By Joice Alves, Vincent Flasseur and Samuel Indyk
LONDON (Reuters) – Paris’s luxury stock market is now worth more than London’s. But while size matters, there are other indicators pointing to the UK capital’s popularity with investors.
While the UK has seen a larger exodus from equity funds since 2020 than in Paris, companies have raised more money in London initial public offerings (IPOs) and more and more Shares change hands in UK markets every day.
France’s CAC All Shares index is now worth nearly $3 trillion, making it Europe’s largest stock market by value thanks to demand for its luxury blue chips.
London’s FTSE All-Share Index, meanwhile, is worth $2.8 trillion, according to data from Refinitiv.
Closing the gap https://graphics.reuters.com/FRANCE-BRITAIN/jnpwyexdlpw/chart.png
So far in 2022, funds investing in UK equities have seen record outflows of €23bn, according to Refinitiv Lipper, up from nearly €18bn last year and €14.6bn. euros lost in 2016 when Britain voted to leave the European Union.
Annual outflows from French equity funds are much lower – at 2 billion euros this year.
Bye London, goodbye Paris Bye London, goodbye Paris https://graphics.reuters.com/FRANCE-BRITAIN/lgpdkwnzbvo/chart.png
But London remains a much bigger destination in terms of number and volume of IPOs, even with IPO volumes down 80% in Europe this year compared to last year and more than 90% in the United States, according to Dealogic.
After recording its second strongest year for corporate listings since 2007 in 2021, the London Stock Exchange saw 41 debuts with a total transaction value of 1.18 billion euros ($1.22 billion) so far in 2022, more than double the 474 million euros raised in 11 IPOs in Paris, according to Dealogic.
Amsterdam – Europe’s largest center by average daily traded value according to CBOE data – has seen only two IPOs so far this year for a total of 411 million euros, according to Euronext.
More London IPOs https://graphics.reuters.com/LONDON-PARISIPO/dwvkdrzbqpm/chart.png
In a volatile stock market environment, Paris can count on significant private equity stakes in its companies to provide some stability.
The average free float for French large caps is around 70% and for smaller companies around 50%, according to Euronext, well below London where the average free float of the FTSE All-Share index is almost 90%. of total shares outstanding, according to Refinitiv.
“For an institutional investor, from an investability perspective, the amount of free float that still exists, the UK is still much more important,” said Ben Laidler, global macro strategist at eToro.
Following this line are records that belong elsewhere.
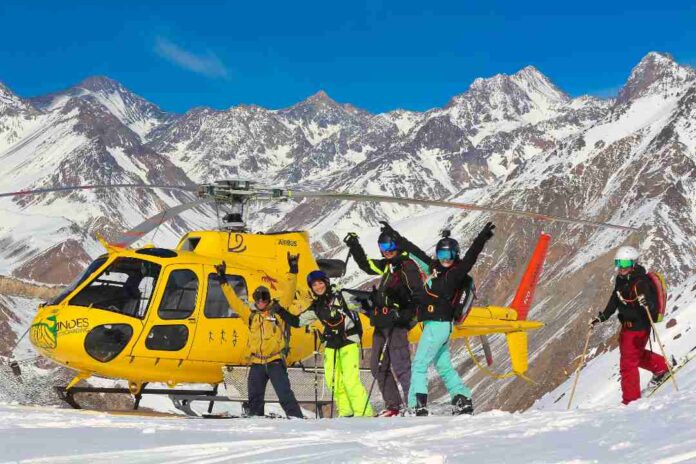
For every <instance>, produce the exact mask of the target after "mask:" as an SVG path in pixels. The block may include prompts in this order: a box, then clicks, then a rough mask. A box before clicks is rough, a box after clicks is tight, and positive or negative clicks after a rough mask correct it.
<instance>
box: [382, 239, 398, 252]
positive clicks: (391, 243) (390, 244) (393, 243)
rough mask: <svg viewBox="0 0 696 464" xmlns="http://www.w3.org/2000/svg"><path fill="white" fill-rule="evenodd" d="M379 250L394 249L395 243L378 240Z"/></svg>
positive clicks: (394, 247)
mask: <svg viewBox="0 0 696 464" xmlns="http://www.w3.org/2000/svg"><path fill="white" fill-rule="evenodd" d="M378 245H379V251H381V252H383V253H384V252H387V251H396V243H395V242H379V243H378Z"/></svg>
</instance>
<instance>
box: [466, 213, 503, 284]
mask: <svg viewBox="0 0 696 464" xmlns="http://www.w3.org/2000/svg"><path fill="white" fill-rule="evenodd" d="M493 229H495V225H494V224H493V223H492V222H488V223H486V225H485V227H484V228H483V230H481V232H479V234H478V235H477V236H476V238H475V239H474V242H473V243H472V244H471V246H470V247H469V249H468V250H466V253H465V254H464V257H463V258H462V260H461V263H460V264H459V266H457V273H459V274H462V278H463V277H464V275H465V274H468V273H469V271H471V268H472V267H474V264H476V260H477V259H478V256H479V255H480V254H481V252H482V251H483V247H484V246H485V245H486V242H487V241H488V240H490V239H491V237H493Z"/></svg>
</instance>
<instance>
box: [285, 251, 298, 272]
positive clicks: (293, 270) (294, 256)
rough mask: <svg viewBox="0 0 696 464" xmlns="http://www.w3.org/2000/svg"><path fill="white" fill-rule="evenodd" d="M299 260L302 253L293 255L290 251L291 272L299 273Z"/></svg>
mask: <svg viewBox="0 0 696 464" xmlns="http://www.w3.org/2000/svg"><path fill="white" fill-rule="evenodd" d="M299 261H300V255H299V254H297V255H291V254H290V252H289V251H288V267H289V268H290V274H297V273H298V272H300V271H299Z"/></svg>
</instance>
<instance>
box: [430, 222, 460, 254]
mask: <svg viewBox="0 0 696 464" xmlns="http://www.w3.org/2000/svg"><path fill="white" fill-rule="evenodd" d="M435 254H436V256H437V259H438V260H440V261H454V260H456V259H457V258H459V242H457V241H456V240H455V239H453V238H451V237H450V231H449V230H447V229H445V230H443V231H442V238H441V239H440V240H439V241H438V242H437V245H436V246H435Z"/></svg>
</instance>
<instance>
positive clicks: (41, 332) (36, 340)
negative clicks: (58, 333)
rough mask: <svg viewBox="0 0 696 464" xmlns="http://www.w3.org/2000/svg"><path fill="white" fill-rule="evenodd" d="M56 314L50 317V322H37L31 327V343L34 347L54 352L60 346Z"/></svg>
mask: <svg viewBox="0 0 696 464" xmlns="http://www.w3.org/2000/svg"><path fill="white" fill-rule="evenodd" d="M56 319H57V318H56V316H55V314H54V315H53V316H48V317H47V318H46V319H45V320H46V321H48V322H37V323H36V324H32V326H31V335H30V336H31V341H32V342H33V343H34V346H36V347H38V348H43V349H46V350H53V349H55V348H56V346H58V322H57V320H56Z"/></svg>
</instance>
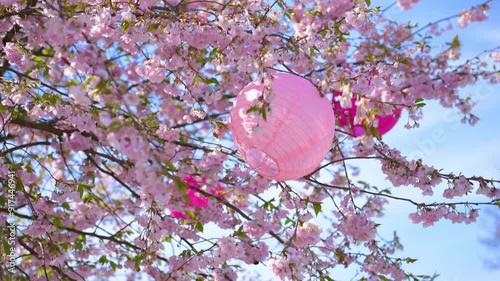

Indeed, the three main shareholders in Paris are private investors: the Arnault family, which owns half of LVMH – the largest European company by market capitalization – the Hermès family and the French state. By comparison, the world’s largest asset manager, Blackrock, leads in London.
In terms of market activity, the average daily value traded in Amsterdam was over €10 billion in October, closely followed by London with €9.4 billion, roughly the same as Paris and Frankfurt combined. , according to data from CBOE Global Markets.
Luxurious Paris https://graphics.reuters.com/FRANCE-BRITAIN/jnpwyejbnpw/chart.png
London is being undermined by the discount at which the FTSE All-Share Index is trading to global equities, which since the Brexit referendum in 2016 has reached its highest level since 1990, at 35% on a price/price metric. profit.
UK stocks hit a record discount to their global peers https://graphics.Reuters.com/FRANCE-BRITAIN/klpygkqbdpg/chart.png
DIVIDENDS AND YIELDS
London, very energy-intensive, wins big in terms of dividends. In the third quarter, British companies paid out $28.7 billion, more than seven times the total paid out in France, according to the Janus Henderson Investors Global Dividend Index.
London’s FTSE All-Share has also offered better returns to investors this year. Total annualized returns for the index are 2%, compared to returns of nearly minus 6% for the CAC All Shares, according to data from Refinitiv.
It should also be noted that currency comes into play when measuring the market size of London versus Paris in dollar terms. The British pound has fallen around 11% against the US dollar this year, while the euro has lost around 9%.